February 19 2014

Is your life better or worse (or both?) thanks to the Internet? How’s your relationship with your smartphone? What degree of intimacy have you reached with your tablet? If you woke up tomorrow in a world with no Facebook, Twitter, Instagram, Pinterest, YouTube, or Google, would you feel despair, elation, indifference, or all of the above? And (you can tell us, it’s okay) when’s the last time you texted while driving?

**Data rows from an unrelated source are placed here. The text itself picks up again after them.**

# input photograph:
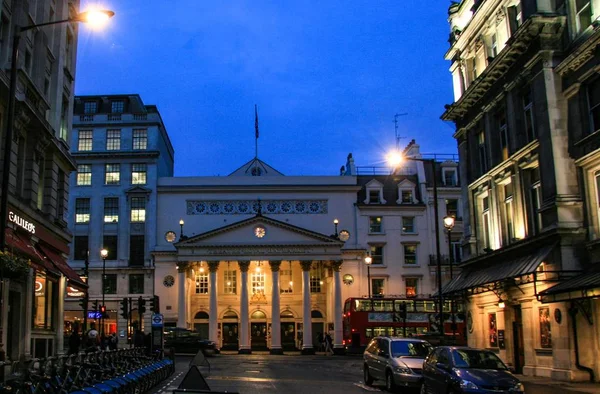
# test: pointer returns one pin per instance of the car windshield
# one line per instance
(477, 359)
(410, 349)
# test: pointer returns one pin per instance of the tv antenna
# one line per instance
(398, 138)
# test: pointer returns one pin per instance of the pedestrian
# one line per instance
(74, 342)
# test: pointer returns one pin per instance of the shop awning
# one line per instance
(60, 263)
(586, 285)
(486, 273)
(23, 246)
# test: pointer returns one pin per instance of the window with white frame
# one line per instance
(583, 14)
(84, 175)
(408, 224)
(85, 140)
(410, 254)
(112, 174)
(316, 278)
(140, 139)
(258, 282)
(82, 210)
(230, 281)
(375, 224)
(201, 280)
(285, 281)
(528, 116)
(138, 173)
(113, 139)
(450, 178)
(593, 93)
(111, 209)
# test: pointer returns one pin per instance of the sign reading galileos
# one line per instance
(21, 222)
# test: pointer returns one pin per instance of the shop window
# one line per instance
(375, 224)
(545, 329)
(44, 299)
(492, 330)
(136, 284)
(110, 284)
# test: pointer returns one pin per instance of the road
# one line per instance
(249, 374)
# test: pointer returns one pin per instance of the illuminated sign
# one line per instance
(21, 222)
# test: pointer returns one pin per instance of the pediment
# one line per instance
(243, 233)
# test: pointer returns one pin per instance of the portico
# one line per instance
(250, 276)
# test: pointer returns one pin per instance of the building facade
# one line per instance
(34, 275)
(121, 148)
(524, 86)
(256, 260)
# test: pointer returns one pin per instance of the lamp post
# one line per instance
(395, 159)
(449, 224)
(95, 17)
(368, 261)
(104, 255)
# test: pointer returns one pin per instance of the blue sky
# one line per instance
(327, 76)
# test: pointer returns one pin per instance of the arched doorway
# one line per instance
(230, 331)
(201, 324)
(318, 326)
(258, 330)
(288, 330)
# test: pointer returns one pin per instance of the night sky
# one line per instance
(328, 77)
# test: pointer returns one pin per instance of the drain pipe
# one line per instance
(573, 312)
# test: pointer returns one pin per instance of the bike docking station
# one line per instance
(193, 381)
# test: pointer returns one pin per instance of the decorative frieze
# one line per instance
(241, 207)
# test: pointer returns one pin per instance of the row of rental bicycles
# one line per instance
(123, 371)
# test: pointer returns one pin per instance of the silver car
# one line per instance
(397, 361)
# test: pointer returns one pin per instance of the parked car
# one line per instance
(451, 369)
(187, 341)
(397, 361)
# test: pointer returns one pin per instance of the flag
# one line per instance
(256, 120)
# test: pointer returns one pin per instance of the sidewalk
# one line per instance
(566, 387)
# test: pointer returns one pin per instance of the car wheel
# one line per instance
(367, 376)
(390, 385)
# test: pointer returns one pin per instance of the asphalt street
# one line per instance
(249, 374)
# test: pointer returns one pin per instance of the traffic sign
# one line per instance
(157, 320)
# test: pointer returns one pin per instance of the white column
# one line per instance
(307, 347)
(213, 333)
(182, 299)
(244, 340)
(60, 318)
(275, 309)
(337, 308)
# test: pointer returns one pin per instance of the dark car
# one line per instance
(186, 341)
(450, 369)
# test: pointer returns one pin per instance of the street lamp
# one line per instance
(449, 224)
(94, 17)
(368, 261)
(104, 255)
(395, 159)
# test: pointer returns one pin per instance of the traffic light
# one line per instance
(141, 305)
(125, 308)
(155, 304)
(83, 302)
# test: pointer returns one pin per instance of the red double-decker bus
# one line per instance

“I fear that we are beginning to design ourselves to suit digital models of us, and I worry about a leaching of empathy and humanity in that process,” writes virtual reality pioneer Jaron Lanier, who has become a vocal critic of the digital culture he helped create.  During the museum’s program Prophets of the Digital Age: Jaron Lanier, Clive Thompson, and Michael Chabon in Conversation with Kurt Andersen [1], Lanier discusses his change of heart in a provocative dialogue with the ardently pro-digital Clive Thompson, author and Wired magazine columnist, who had his own conversion from Internet skeptic to supporter, and Michael Chabon, Pulitzer Prize–winning novelist, who is both pro-technology and a committed nostalgist. The conversation is facilitated by novelist and radio host Kurt Andersen.

Prophets of the Digital Age is co-presented by The Wolfsonian and Intelligence Squared London and takes place at Pérez Art Museum Miami on Saturday, March 22 at 7pm. The free program (advance registration required [2]) is part of Power of Design 2014: Complaints [3], a multi-day, multidisciplinary ideas festival organized by The Wolfsonian in partnership with WLRN and The Miami Herald Media Company.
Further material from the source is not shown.